Hopefully the full diaries will eventually be made available to researchers who want to examine the fine detail of her life not available in an abridgement, and follow the trail after 1924:  the Darwin Correspondence Project may be a suitable template for Winifred’s diaries.  As an example of Between Two Worlds’ limitations, Lord supplies a paragraph following the entry for 12 October 1917, when Winifred had received a letter from Sir Oliver Lodge, which states: “Winifred seems to have had no contact with Lodge since their disagreement nearly three years before.  The rapprochement marks the beginning of an estrangement from other SPR colleagues and their methods.”  After the first sentence there is a footnote which says: “See the Diary for 6 December 1914.”  This is clearly a pivotal moment in her association with the SPR, and as Lord indicates, it marks a diminution in the number of references to psychical research in the diaries thereafter; in fact the entry for 14 October 1917 is highly critical of the SPR strategy of keeping mediums involved in the cross correspondences rigidly separated, and argues for a more collaborative effort (“A clearing house of SPR stuff is what is wanted...”).  So one turns eagerly back to the entry for 6 December 1914, to find that the diary skips from Saturday 5 December to the following Tuesday, the 8th.  There had been a passing reference to her irritation with Lodge for exerting pressure on her to produce scripts when she was not in a suitable frame of mind, but no sense of a rupture between them.  He slips from view as her priorities change, so it is a surprise to read that they had had a serious disagreement that affected their relationship.  The full text may hold useful information for the specialist concerned with such matters.

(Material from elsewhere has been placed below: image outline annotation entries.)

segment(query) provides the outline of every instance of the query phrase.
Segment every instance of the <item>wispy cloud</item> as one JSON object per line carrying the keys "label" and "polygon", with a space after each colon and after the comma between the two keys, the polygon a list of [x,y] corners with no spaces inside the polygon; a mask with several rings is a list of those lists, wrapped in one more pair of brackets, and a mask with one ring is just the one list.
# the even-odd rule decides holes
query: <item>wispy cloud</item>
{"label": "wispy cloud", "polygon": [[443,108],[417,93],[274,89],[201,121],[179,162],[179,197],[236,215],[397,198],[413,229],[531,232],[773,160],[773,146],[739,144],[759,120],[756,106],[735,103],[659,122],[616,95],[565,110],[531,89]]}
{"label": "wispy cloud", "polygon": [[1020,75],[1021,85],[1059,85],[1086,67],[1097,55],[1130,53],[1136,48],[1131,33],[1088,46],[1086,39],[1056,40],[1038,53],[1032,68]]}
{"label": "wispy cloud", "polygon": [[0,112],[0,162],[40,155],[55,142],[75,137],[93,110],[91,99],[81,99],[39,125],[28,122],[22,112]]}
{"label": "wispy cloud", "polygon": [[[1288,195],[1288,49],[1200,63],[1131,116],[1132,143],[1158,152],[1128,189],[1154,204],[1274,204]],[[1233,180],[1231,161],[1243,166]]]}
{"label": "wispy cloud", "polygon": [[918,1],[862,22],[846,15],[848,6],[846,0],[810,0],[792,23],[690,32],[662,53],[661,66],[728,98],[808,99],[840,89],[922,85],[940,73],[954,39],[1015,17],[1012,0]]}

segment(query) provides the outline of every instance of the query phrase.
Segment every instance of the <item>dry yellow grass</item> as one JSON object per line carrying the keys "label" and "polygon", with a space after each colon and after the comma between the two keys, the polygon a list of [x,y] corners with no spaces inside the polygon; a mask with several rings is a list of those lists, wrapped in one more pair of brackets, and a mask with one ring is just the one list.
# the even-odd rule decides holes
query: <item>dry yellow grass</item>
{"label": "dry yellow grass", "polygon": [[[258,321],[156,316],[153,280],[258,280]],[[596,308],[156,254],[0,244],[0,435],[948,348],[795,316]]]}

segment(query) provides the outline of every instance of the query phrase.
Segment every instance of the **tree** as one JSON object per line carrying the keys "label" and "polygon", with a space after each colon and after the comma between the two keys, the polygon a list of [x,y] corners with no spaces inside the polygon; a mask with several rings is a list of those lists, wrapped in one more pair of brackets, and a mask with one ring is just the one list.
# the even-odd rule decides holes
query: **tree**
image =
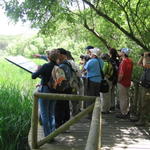
{"label": "tree", "polygon": [[[4,4],[10,18],[29,20],[32,27],[40,28],[44,34],[56,30],[56,24],[66,20],[70,24],[82,24],[107,48],[122,33],[144,50],[150,47],[149,0],[26,0],[20,3],[10,0]],[[106,24],[110,36],[99,27],[105,28]]]}

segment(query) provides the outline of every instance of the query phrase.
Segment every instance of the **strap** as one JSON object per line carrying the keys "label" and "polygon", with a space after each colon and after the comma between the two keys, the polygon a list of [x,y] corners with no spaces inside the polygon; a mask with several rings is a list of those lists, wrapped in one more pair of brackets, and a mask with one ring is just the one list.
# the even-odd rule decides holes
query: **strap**
{"label": "strap", "polygon": [[101,73],[101,75],[102,75],[102,79],[104,79],[104,73],[103,73],[103,70],[102,70],[102,67],[101,67],[101,64],[100,64],[98,58],[97,58],[97,61],[98,61],[98,63],[99,63],[99,68],[100,68],[100,73]]}

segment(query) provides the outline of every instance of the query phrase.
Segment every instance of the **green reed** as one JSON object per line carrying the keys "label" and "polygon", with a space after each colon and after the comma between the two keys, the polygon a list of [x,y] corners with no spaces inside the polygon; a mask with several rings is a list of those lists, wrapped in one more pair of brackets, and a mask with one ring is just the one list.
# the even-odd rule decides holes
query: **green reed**
{"label": "green reed", "polygon": [[0,59],[0,149],[27,149],[35,82],[31,74]]}

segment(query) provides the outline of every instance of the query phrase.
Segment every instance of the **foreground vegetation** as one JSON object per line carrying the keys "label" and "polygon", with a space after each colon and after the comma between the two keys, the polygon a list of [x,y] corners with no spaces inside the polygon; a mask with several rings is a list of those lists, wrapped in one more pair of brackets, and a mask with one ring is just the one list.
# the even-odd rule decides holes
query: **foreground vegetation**
{"label": "foreground vegetation", "polygon": [[0,59],[0,149],[27,149],[34,81],[22,69]]}

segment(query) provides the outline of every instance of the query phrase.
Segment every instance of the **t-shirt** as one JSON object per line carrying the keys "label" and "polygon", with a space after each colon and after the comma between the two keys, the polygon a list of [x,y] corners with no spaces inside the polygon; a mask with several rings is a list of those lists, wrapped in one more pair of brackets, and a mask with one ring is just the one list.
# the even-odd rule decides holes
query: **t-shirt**
{"label": "t-shirt", "polygon": [[54,67],[53,62],[46,63],[42,65],[42,67],[36,72],[32,73],[32,79],[36,79],[37,77],[41,78],[41,85],[47,85],[48,81],[51,77],[51,72]]}
{"label": "t-shirt", "polygon": [[132,78],[133,62],[130,58],[125,58],[119,65],[119,75],[123,75],[122,80],[119,82],[125,87],[130,87]]}
{"label": "t-shirt", "polygon": [[102,69],[103,64],[104,62],[100,58],[92,58],[85,64],[84,69],[87,70],[87,78],[89,78],[90,81],[101,82],[102,75],[100,72],[100,66]]}

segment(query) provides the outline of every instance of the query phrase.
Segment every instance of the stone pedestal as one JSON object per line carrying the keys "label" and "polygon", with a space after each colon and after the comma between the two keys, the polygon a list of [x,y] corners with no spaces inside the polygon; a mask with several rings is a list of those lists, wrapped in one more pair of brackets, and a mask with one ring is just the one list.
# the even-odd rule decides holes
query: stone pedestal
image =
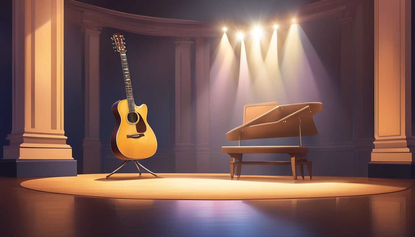
{"label": "stone pedestal", "polygon": [[63,0],[13,2],[12,128],[0,175],[76,175],[63,130]]}

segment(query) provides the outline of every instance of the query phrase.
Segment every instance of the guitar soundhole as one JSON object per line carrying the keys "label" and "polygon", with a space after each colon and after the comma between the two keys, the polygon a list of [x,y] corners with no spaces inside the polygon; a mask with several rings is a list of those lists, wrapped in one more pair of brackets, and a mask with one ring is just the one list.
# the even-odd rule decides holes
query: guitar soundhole
{"label": "guitar soundhole", "polygon": [[127,119],[130,124],[136,124],[138,122],[138,115],[135,112],[129,112],[127,114]]}

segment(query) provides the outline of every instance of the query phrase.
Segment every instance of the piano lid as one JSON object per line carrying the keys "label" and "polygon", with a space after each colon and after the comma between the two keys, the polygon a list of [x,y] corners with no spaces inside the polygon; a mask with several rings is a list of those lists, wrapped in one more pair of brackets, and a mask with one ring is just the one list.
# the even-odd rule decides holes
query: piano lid
{"label": "piano lid", "polygon": [[[318,133],[312,116],[322,109],[322,103],[309,102],[278,105],[275,103],[276,106],[273,108],[227,133],[228,140],[298,137],[300,122],[299,118],[301,120],[302,136],[312,136]],[[269,109],[270,105],[270,103],[248,105],[244,107],[244,111],[247,113],[250,111],[254,112],[263,112],[264,108]],[[247,106],[258,108],[248,110]],[[246,118],[252,117],[251,115],[245,114],[244,112],[244,122]]]}

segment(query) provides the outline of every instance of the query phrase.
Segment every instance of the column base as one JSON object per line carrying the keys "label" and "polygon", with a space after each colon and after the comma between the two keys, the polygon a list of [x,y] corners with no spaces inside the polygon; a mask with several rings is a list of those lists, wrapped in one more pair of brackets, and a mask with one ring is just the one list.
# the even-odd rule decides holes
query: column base
{"label": "column base", "polygon": [[412,162],[382,162],[368,163],[369,178],[415,178],[415,163]]}
{"label": "column base", "polygon": [[15,178],[76,176],[76,161],[61,159],[1,159],[0,176]]}

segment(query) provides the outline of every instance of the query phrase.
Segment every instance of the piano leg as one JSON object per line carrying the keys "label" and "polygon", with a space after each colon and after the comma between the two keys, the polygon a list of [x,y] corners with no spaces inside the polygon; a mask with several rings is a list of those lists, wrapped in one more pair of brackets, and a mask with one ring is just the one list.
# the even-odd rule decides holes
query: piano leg
{"label": "piano leg", "polygon": [[[298,166],[300,168],[300,173],[301,174],[301,177],[303,178],[303,179],[304,179],[304,165],[303,164],[299,164]],[[308,166],[307,166],[308,168]]]}
{"label": "piano leg", "polygon": [[235,161],[237,162],[238,161],[242,161],[242,154],[239,153],[228,153],[228,154],[231,156],[229,160],[229,166],[230,168],[231,178],[233,178],[233,176],[234,175],[235,166],[237,166],[239,167],[239,168],[237,168],[237,175],[238,175],[238,177],[239,177],[239,176],[241,175],[241,169],[240,168],[241,165],[239,165],[237,166],[235,164]]}
{"label": "piano leg", "polygon": [[291,168],[293,169],[293,178],[297,180],[297,158],[295,154],[290,154],[291,156]]}
{"label": "piano leg", "polygon": [[[241,154],[241,158],[239,158],[239,161],[242,161],[242,155]],[[241,177],[241,170],[242,169],[242,165],[237,164],[236,166],[236,175],[238,176],[238,178]]]}
{"label": "piano leg", "polygon": [[233,178],[234,173],[235,173],[235,164],[234,164],[234,161],[235,158],[232,156],[229,159],[229,163],[230,164],[229,165],[231,168],[231,178]]}
{"label": "piano leg", "polygon": [[307,170],[308,171],[308,175],[310,176],[310,179],[312,178],[312,166],[311,163],[307,164]]}

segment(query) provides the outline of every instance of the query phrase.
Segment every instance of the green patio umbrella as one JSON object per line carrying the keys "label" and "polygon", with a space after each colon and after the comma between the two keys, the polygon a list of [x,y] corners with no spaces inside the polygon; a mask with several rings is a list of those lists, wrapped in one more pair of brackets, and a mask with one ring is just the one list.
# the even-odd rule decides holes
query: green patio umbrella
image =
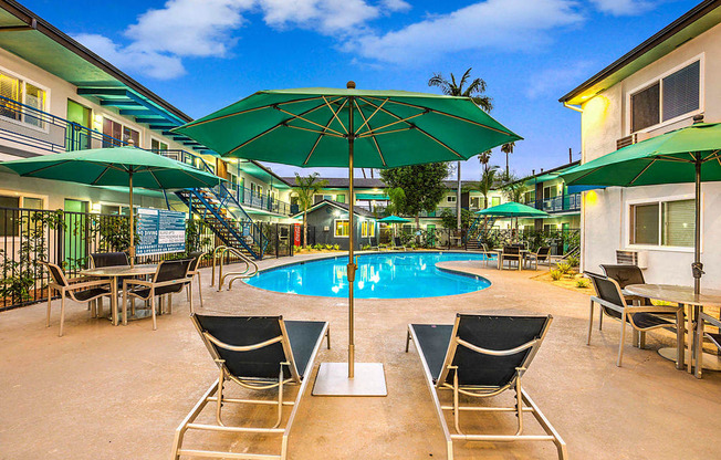
{"label": "green patio umbrella", "polygon": [[[388,217],[384,217],[384,218],[380,219],[378,222],[390,223],[390,224],[393,226],[394,223],[406,223],[406,222],[410,222],[410,220],[408,220],[408,219],[404,219],[403,217],[398,217],[398,216],[393,216],[393,215],[391,215],[391,216],[388,216]],[[396,231],[395,231],[395,230],[396,230],[396,227],[394,226],[393,229],[394,229],[393,236],[395,237],[395,236],[396,236]]]}
{"label": "green patio umbrella", "polygon": [[[91,186],[129,187],[133,229],[133,187],[154,190],[215,187],[224,179],[180,161],[136,147],[96,148],[0,163],[23,177],[62,180]],[[135,258],[135,232],[130,231],[130,263]]]}
{"label": "green patio umbrella", "polygon": [[[519,218],[520,217],[532,217],[532,218],[536,218],[536,219],[543,219],[543,218],[550,216],[545,211],[542,211],[540,209],[535,209],[535,208],[532,208],[530,206],[526,206],[526,205],[523,205],[523,203],[520,203],[520,202],[515,202],[515,201],[509,201],[509,202],[504,202],[503,205],[481,209],[480,211],[476,211],[476,213],[479,215],[479,216],[515,218],[515,232],[516,232],[516,234],[519,232]],[[511,221],[511,224],[513,224],[512,221]],[[511,232],[513,232],[513,230],[511,230]]]}
{"label": "green patio umbrella", "polygon": [[[354,167],[394,168],[464,160],[521,139],[468,97],[356,90],[353,82],[346,88],[261,91],[173,130],[223,157],[300,167],[347,167],[351,206]],[[343,380],[337,375],[337,363],[323,363],[328,366],[322,366],[314,394],[318,394],[320,380],[333,379],[338,388],[345,386],[345,393],[327,394],[373,394],[365,391],[365,380],[354,381],[353,283],[357,266],[353,260],[353,212],[348,217],[352,231],[347,264],[347,375]],[[377,366],[383,379],[383,366]],[[328,374],[324,373],[326,369]],[[383,391],[385,395],[385,380]]]}
{"label": "green patio umbrella", "polygon": [[721,180],[721,124],[696,123],[624,147],[560,174],[566,186],[637,187],[694,182],[693,289],[701,289],[701,182]]}

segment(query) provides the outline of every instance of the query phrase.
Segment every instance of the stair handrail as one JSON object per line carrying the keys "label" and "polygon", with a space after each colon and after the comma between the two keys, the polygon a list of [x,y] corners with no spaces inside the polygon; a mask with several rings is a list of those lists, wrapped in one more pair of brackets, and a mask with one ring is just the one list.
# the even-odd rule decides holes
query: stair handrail
{"label": "stair handrail", "polygon": [[[223,274],[222,260],[227,252],[232,253],[238,259],[240,259],[241,262],[244,263],[245,266],[242,271],[232,271]],[[220,260],[220,263],[218,263],[218,260]],[[231,248],[229,245],[219,245],[212,251],[212,276],[210,283],[211,286],[216,284],[216,266],[218,266],[218,291],[222,290],[222,285],[226,283],[226,278],[233,276],[232,280],[230,280],[230,282],[228,283],[228,291],[230,291],[233,286],[233,281],[239,279],[252,278],[260,270],[258,268],[258,264],[252,259],[249,259],[245,254],[243,254],[236,248]]]}

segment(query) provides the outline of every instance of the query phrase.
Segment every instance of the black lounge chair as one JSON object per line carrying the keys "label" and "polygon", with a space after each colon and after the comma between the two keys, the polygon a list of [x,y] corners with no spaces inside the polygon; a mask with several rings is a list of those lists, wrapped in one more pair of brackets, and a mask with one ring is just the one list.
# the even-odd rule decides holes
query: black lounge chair
{"label": "black lounge chair", "polygon": [[[567,458],[566,443],[521,386],[523,374],[545,337],[552,317],[458,314],[456,324],[409,324],[406,352],[412,339],[426,374],[426,383],[446,437],[448,459],[452,441],[552,441],[558,458]],[[514,407],[461,406],[460,395],[488,398],[512,389]],[[452,405],[441,405],[441,390],[452,391]],[[450,433],[443,410],[453,414]],[[518,418],[515,435],[464,433],[462,411],[505,411]],[[523,414],[531,412],[546,436],[522,435]]]}
{"label": "black lounge chair", "polygon": [[[328,323],[321,321],[283,321],[282,316],[208,316],[191,315],[200,337],[220,369],[219,378],[190,410],[176,430],[173,458],[180,456],[236,458],[236,459],[282,459],[288,454],[288,437],[295,419],[297,407],[305,391],[313,369],[315,355],[323,337],[331,347]],[[275,400],[238,399],[223,395],[226,380],[232,380],[243,388],[258,391],[273,391]],[[300,385],[294,401],[284,400],[284,386]],[[208,402],[216,405],[217,425],[196,424]],[[229,402],[278,406],[278,420],[272,427],[226,426],[221,409]],[[281,428],[283,407],[292,406],[285,428]],[[182,449],[182,438],[189,429],[226,433],[280,435],[280,454],[249,452],[218,452]]]}
{"label": "black lounge chair", "polygon": [[[626,324],[633,330],[640,332],[644,337],[647,331],[658,327],[676,328],[677,359],[676,367],[683,368],[685,345],[683,345],[683,307],[682,306],[661,306],[654,304],[644,304],[634,306],[624,296],[620,285],[616,280],[609,276],[603,276],[597,273],[584,272],[591,278],[596,290],[596,295],[591,297],[591,312],[588,314],[588,341],[591,345],[591,332],[594,326],[594,304],[600,305],[598,317],[598,330],[603,327],[604,315],[620,321],[620,343],[618,345],[618,360],[616,365],[620,367],[624,358],[624,343],[626,341]],[[666,317],[663,316],[666,315]],[[668,316],[672,315],[672,320]],[[645,339],[645,338],[644,338]]]}

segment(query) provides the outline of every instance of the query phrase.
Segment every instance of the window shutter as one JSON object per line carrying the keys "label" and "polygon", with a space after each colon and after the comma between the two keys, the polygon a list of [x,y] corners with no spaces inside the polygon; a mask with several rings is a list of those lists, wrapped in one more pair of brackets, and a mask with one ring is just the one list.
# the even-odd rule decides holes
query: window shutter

Despite her varied and often high-profile activities, it is easy to forget that until recently Winifred was largely unknown outside the confines of psychical research.  The Times did publish an obituary on 1 September 1956 focusing on “A life of Service in South Wales”, even though for much of her life she lived elsewhere, and referring to her as “Mrs Charles Coombe Tennant”, but she was generally neglected outside discussions of mediumship.  The Daily Telegraph obituary of Henry, or Dom Joseph as he became (28 November 1989), has no mention of his Coombe Tennant parentage whatsoever, something that certainly could not happen today.  Winifred is a figure of some significance in the history of the early twentieth century, and Lord’s skilful editing has given psychical researchers and historians of the period access to an important primary source.